WGC gibt Bericht zu Goldtrends ab

Der World Gold Council (WGC) hat seinen quartalsweisen Bericht zu den Goldtrends abgegeben. Für das dritte Quartal weist der „Gold Demand Trends“ Bericht einen Rückgang der Goldnachfrage im Vergleich zum zweiten Quartal aus. Diese lag nur noch bei 892,3 Tonnen und stellt damit die niedrigste Nachfrage seit dem dritten Quartal 2009 dar. Für das gesamte Jahr 2020 gibt der WGC eine Nachfrage von 2.972 Tonnen des gelben Edelmetalls an. Das sind rund zehn Prozent weniger als noch im Vorjahreszeitraum.

Schmucknachfrage eher verhalten

Eher verhalten präsentierte sich demnach die Schmucknachfrage. Vor allen Dingen der historisch hohe Goldpreis und das bisher beispiellose weltweite Umfeld trübten die Stimmung ein. Mit nur 333 Tonnen erreichte man hier die niedrigste Nachfrage seit dem ersten Quartal 2000. Vor allem im August, als der Goldpreis einen neuen Rekord erreichte, wurden die Verbraucher abgeschreckt.

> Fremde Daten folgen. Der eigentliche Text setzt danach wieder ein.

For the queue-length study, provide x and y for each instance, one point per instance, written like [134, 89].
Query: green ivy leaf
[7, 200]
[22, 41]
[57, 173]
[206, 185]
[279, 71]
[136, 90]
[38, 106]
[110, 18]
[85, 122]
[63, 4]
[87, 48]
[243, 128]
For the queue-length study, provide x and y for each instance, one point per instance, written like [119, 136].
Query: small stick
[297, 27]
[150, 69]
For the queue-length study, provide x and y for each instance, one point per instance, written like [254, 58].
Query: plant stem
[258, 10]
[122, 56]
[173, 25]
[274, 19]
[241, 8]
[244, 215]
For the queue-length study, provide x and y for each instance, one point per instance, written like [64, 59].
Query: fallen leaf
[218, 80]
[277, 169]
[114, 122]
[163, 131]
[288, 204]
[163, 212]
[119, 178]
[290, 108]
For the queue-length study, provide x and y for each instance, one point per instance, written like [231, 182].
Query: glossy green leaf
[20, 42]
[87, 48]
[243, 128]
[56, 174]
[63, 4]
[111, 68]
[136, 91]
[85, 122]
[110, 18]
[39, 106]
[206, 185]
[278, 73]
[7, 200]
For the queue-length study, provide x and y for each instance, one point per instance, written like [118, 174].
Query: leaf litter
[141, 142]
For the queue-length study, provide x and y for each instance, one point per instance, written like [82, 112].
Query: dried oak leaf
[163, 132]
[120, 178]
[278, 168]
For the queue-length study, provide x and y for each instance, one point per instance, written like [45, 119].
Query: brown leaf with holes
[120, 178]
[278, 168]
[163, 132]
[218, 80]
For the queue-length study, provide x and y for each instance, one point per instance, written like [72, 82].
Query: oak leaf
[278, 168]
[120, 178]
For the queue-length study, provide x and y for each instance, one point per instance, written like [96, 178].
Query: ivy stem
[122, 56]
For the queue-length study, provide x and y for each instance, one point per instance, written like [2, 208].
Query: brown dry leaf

Leichte Erholung bei Goldinvestments

Eine leichte Erholung hingegen verzeichnete man bei der Nachfrage nach Goldinvestments. Im Jahresvergleich konnte diese sogar um 21 Prozent auf 22,1 Tonnen steigen. Fortgesetzt haben sich auch die Zuflüsse bei den ETFs, obwohl diese nicht mehr so stark wie im ersten Halbjahr 2020 ausfielen. Insgesamt konnten die ETFs im dritten Quartal 272,5 Tonnen Zuflüsse verzeichnen, das sind rund fünf Prozent mehr als im Vorjahreszeitraum.

Die Bestände der weltweiten Gold-ETFs beliefen sich den Angaben zufolge auf 3.880 Tonnen und erreichten damit ebenfalls ein neues Rekordhoch.